Een debat is een discussie volgens vaste regels, bedoeld voor een publiek.
Het doel is om een Leidse school- en vakoverstijgende leerlijn debatteren uit te zetten voor leerlingen van 10-18 jaar. Op het PO wordt gekeken hoe de debatvaardigheden binnen welke vakken terugkomen en op het VO wordt bij de vakken Nederlands, Engels, geschiedenis, aardrijkskunde, maatschappijleer en maatschappijwetenschappen deze leerlijn uitgezet.
We onderscheiden een combinatie van vaardigheden:
Een vakoverstijgende leerlijn heeft twee kenmerken:
- De basisprincipes van een vaardigheid worden bij verschillende vakken op dezelfde manier aangeleerd en geoefend;
- Er is sprake van een opbouw van vaardigheden.

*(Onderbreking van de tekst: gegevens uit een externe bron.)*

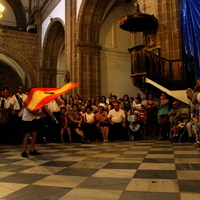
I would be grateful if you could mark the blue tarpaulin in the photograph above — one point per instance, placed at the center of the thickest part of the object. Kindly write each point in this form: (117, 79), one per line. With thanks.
(190, 22)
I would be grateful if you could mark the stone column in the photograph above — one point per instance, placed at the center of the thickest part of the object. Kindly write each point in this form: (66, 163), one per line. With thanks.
(88, 66)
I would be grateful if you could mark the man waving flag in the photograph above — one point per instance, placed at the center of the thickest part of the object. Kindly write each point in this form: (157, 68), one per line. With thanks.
(39, 97)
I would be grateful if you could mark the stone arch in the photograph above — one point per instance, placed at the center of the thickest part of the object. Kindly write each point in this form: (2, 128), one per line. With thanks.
(20, 64)
(53, 40)
(19, 12)
(7, 71)
(87, 46)
(89, 20)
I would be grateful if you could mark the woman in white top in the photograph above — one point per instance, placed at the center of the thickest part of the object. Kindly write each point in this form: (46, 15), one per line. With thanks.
(90, 129)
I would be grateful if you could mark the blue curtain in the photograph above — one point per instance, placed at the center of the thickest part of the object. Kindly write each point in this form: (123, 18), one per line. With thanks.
(190, 22)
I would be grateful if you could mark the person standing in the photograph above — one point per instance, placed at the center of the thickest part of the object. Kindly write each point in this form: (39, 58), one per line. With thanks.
(117, 119)
(6, 108)
(53, 120)
(29, 124)
(163, 115)
(18, 103)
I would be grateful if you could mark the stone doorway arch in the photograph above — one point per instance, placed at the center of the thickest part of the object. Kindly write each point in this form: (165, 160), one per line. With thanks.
(9, 76)
(87, 46)
(53, 60)
(19, 13)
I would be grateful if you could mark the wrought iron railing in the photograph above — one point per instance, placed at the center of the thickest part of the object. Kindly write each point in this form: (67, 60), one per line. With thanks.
(172, 70)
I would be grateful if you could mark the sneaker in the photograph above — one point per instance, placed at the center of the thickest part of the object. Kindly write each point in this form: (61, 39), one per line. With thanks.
(24, 155)
(34, 153)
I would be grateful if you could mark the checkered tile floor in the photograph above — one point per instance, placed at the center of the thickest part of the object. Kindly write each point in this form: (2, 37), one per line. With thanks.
(143, 170)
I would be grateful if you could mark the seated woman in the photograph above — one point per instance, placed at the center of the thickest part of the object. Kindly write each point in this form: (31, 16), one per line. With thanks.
(75, 119)
(103, 103)
(152, 111)
(137, 106)
(126, 105)
(102, 123)
(90, 129)
(64, 125)
(135, 127)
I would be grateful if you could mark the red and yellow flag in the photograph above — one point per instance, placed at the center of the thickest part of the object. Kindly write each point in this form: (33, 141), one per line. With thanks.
(39, 97)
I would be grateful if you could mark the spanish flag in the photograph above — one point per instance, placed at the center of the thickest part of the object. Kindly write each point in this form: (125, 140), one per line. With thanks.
(39, 97)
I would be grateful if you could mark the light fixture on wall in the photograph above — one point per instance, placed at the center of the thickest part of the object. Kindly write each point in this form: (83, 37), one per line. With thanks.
(2, 8)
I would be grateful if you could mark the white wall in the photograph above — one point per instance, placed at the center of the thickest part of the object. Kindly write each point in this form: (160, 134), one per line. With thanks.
(58, 12)
(115, 59)
(8, 15)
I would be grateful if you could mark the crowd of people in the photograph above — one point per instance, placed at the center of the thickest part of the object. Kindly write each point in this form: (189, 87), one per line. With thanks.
(97, 119)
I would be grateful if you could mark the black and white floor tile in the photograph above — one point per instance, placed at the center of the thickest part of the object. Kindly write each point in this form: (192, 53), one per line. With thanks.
(142, 170)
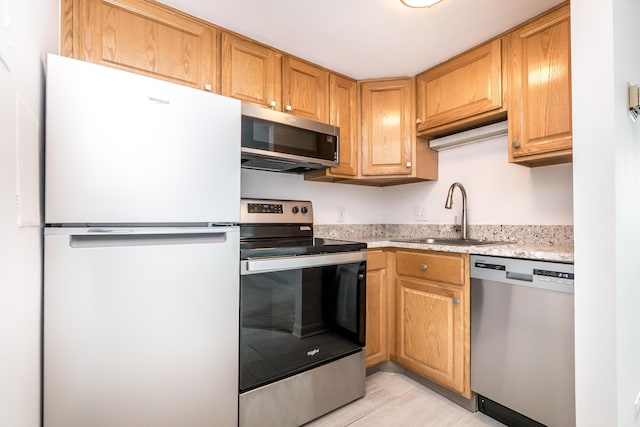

We onderscheiden o.a. de volgende vaardigheden in opbouw van ingewikkeldheid / moeilijkheid van het debatteren zelf als werkvorm (op basis van ethische of beleidstellingen van verschillend niveau, werkvorm-differentiatie Lagerhuis-Hogerhuis, Cobat of deelwerkvormen):
- Presenteren
- Samenwerken
- Logisch redeneren
- Argumenteren
- Structureren
- Inzetten van overtuigende technieken
- Formuleren
Elk van deze vaardigheden kent aspecten die deze vaardigheid kwalitatief vullen. Hieronder worden de verschillende vaardigheden kort toegelicht.
Presenteren
- Lichaamstaal / Stemgebruik: volume, variatie, tempo, rust; oogcontact met publiek; houding
- Interactie met publiek
- Los van papier
- Wordt het doel van de presentatie bereikt? (Informeren / overtuigen / …
Aan het eind van de derde klas moet iedere leerling in staat zijn ‘goed’ te presenteren.
Samenwerken
In een debat werk je in een team. De teamleden luisteren naar elkaar en vullen elkaar aan. De teamleden reageren ook op het team dat het andere standpunt inneemt. De teamleden luisteren daar goed naar en bespreken samen hoe hierop te anticiperen en te reageren. Daarbij zijn goed naar de ander te luisteren, samen te vatten en doorvragen. Ook het verdelen van de spreektijd verdelen is belangrijk.
Logisch redeneren
Met logisch redeneren bedoelen we de vaardigheid dat leerlingen in staat zijn om helder te redeneren van a naar b in een oorzaak-gevolg-redenering. De kunst daarbij is om helder te krijgen welke stappen er zitten tussen a en b die het begrijpelijk maken waardoor uiteindelijk a tot b leidt. In de onderbouw kan dit geoefend worden bij gs en ak in opbouw van moeilijkheid. Eerst een causale reeks met 1 stap, dan twee of meerdere stappen. Uiteindelijk, in de derde klas, moeten leerlingen zelfstandig een redenering kunnen uitwerken van 4 stappen.
In de bovenbouw komt daar multicausaliteit bij. Meerdere oorzaken tegelijk leiden tot meerdere gevolgen tegelijk, die elkaar ook nog eens wederzijds beïnvloeden.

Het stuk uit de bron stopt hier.